I am running a 3 night coach trip to France for £290 and I have had complaints about the price. That's probably the cheapest foreign trip the school runs. I couldn't get it much cheaper with a company I feel comfortable with.

Ordinarily · 11/02/2017 21:38

That sounds astonishingly expensive to me. It's not unusual for us to have no family holiday in the UK due to the cost, and a trip for just one person abroad would be at least, if not more, expensive. I didn't go on the school skiing trip when I was at secondary school, and remember thinking it sounded like a different world (although it didn't appeal to me anyway).

My view is that school trips should be available to all children, and not dependent on ability to pay. The less well-off deserve at least as much chance to go on an exciting trip. I feel there is a social pressure (including those on here) to make sure you don't appear "jealous" of those with money, so it's hard to speak up about such things. By all means send your child on an organised skiing trip unconnected to school.
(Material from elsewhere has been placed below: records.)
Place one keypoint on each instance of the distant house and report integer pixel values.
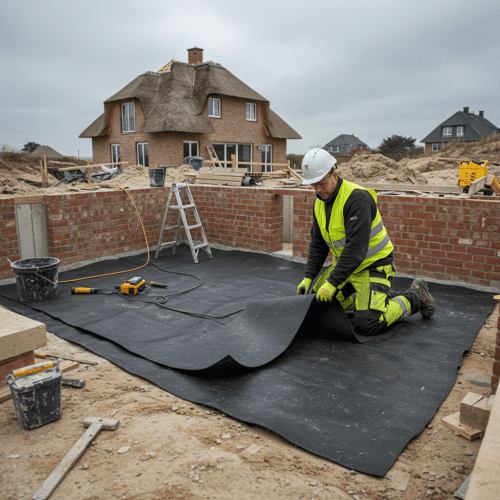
(346, 143)
(162, 117)
(463, 125)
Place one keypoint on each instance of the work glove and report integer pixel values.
(304, 286)
(326, 292)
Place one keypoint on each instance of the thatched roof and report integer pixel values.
(45, 150)
(174, 100)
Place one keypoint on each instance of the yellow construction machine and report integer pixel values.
(473, 176)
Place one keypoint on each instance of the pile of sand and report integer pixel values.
(380, 169)
(362, 168)
(133, 177)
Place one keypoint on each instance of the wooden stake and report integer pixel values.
(41, 173)
(46, 175)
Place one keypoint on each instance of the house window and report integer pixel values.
(115, 153)
(251, 112)
(214, 108)
(242, 152)
(190, 148)
(142, 154)
(128, 117)
(267, 157)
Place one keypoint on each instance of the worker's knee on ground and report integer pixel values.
(369, 322)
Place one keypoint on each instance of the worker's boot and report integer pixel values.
(427, 302)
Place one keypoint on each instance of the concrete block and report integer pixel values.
(475, 410)
(19, 335)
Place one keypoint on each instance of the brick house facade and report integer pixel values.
(247, 127)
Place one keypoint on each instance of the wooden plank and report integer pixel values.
(19, 334)
(217, 182)
(453, 422)
(64, 366)
(411, 187)
(485, 480)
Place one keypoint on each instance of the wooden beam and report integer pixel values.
(485, 480)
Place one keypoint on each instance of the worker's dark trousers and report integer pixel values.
(375, 305)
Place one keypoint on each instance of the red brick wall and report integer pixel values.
(167, 148)
(496, 361)
(9, 243)
(441, 238)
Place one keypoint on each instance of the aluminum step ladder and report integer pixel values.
(179, 190)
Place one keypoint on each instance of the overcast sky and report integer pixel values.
(372, 69)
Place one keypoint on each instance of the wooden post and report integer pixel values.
(46, 175)
(41, 173)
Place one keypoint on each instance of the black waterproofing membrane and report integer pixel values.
(284, 362)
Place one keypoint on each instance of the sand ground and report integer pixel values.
(181, 450)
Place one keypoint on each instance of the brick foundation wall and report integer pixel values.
(496, 362)
(442, 238)
(167, 148)
(9, 243)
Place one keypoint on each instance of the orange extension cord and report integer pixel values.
(145, 239)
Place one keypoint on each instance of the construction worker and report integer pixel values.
(347, 223)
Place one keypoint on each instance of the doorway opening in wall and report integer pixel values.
(115, 153)
(267, 157)
(190, 148)
(288, 224)
(243, 153)
(142, 154)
But when it comes to state education, I think it's reasonable for equal opportunities to be properly implemented, to lessen division by wealth, not worsen it.

OwlinaTree · 11/02/2017 21:44

Overseas trips, in my experience, take place over half terms and holidays. That necessitates teachers to give up their free time, time away from their own families and children, the loss of time they use to prep, plan, and mark - they do not get paid time for trips taken in holidays.
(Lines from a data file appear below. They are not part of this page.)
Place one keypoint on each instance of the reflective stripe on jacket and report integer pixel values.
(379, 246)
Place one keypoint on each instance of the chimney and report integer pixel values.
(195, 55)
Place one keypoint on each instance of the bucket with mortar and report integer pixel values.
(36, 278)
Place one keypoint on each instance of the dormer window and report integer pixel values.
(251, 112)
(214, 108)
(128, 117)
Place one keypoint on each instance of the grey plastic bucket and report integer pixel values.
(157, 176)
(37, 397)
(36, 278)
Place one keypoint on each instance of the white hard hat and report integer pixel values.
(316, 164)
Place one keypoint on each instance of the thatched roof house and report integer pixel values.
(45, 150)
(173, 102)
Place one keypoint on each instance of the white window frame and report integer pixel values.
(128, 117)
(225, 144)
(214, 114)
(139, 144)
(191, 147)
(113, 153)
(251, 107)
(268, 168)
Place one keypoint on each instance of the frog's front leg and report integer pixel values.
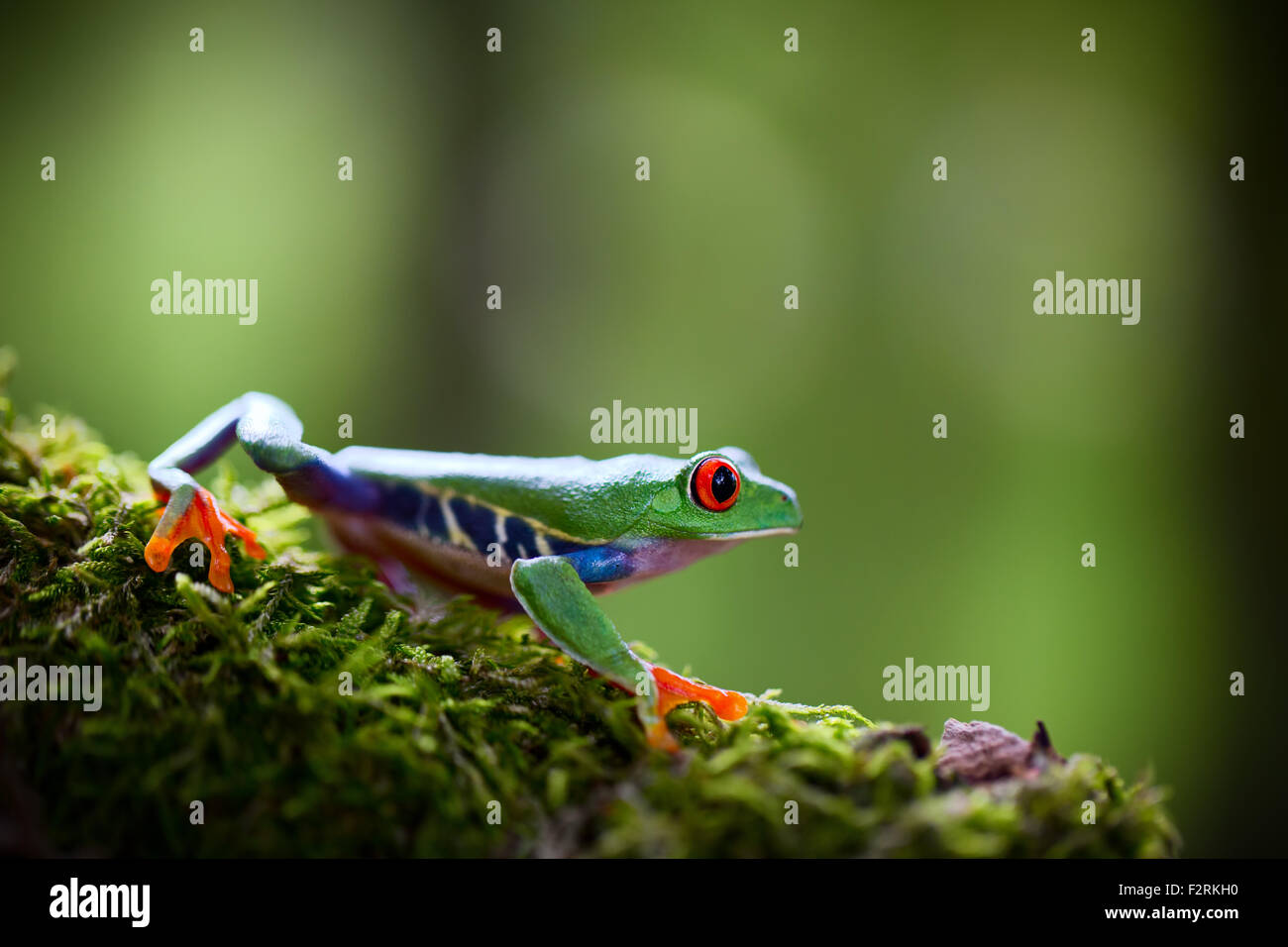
(558, 600)
(269, 432)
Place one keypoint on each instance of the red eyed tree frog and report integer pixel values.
(540, 534)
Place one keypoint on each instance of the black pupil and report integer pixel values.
(722, 483)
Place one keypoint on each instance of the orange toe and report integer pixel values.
(202, 521)
(674, 690)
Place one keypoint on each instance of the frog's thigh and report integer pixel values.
(561, 604)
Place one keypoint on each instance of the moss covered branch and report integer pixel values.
(459, 735)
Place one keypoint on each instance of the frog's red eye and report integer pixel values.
(715, 483)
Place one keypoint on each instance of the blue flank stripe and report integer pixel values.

Lots of these teachers go year after year and are basically getting a free skiing holiday. These are holidays not school trips. A trip supports learning in the subject. This is just a jolly.

OwlinaTree · 11/02/2017 21:48

The staff at my school used to take their partners and children.

Rickandmorty · 11/02/2017 21:49

I'm not sure it's a free holiday when you're looking after 70 children. I did two French trips and a Spanish trip last year. I barely slept. One of the hotels we were in was mixed with another school group and the boys were trying to get into our girls' rooms so me and the other staff from my school slept on the floor outside their rooms 😂
Ski trips - I understand what you're saying- but I think staff offer it because it's an opportunity that some families can't give and it is an amazing experience.

OwlinaTree · 11/02/2017 21:52

That sounds hard work rick. Language trips support learning of languages though?

Rickandmorty · 11/02/2017 21:58

Yes, they do. I see your point about ski trips just being fun, but on the other hand at my school our kids probably will never go skiing and it is a good life experience for them. On the other hand, it's a coach trip and costs a lot less than the one the OP mentioned!

OwlinaTree · 11/02/2017 22:03

All the same at £1200 its not really including all the children who would never get a chance to go skiing is it?

Chocolatecake12 · 11/02/2017 22:04

Weve had the letter for the £3000 trip to Namibia
And the letter for the £1250 trip to Iceland.

Great opportunities but only for those that can afford it. Sadly not me for my ds.

Reignbunker · 11/02/2017 22:05

Their use to be 2 away trips throughout the year but that stopped 2 years prior. Their is now one big away trip (Easter) and one day at the end of the Academic year were for a day one entire year group will go somewhere fun, but it's not overnight.

I can't be sure if their are other school trips planned for the rest of the year, but DD has none and DTs are going to a museum for their history class.

My issue isn't the ski trip, it's that their's only one big trip throughout the year and a large percentage just can't go. I won't kick up fuss, however I'll perhaps email the school and suggest that for next year, perhaps they can add a trip in the UK as well as the one abroad, so that a lot of other kids, get a chance to go away, I don't want the ski trip to be taken away at all, it's a wonderful experience for kids, but I also think that that shouldn't be the only away trip on offer.

OP posts:
Reignbunker · 11/02/2017 22:08

Chocolatecake12 Shock Shock Shock that's insane, Namibia for a school trip?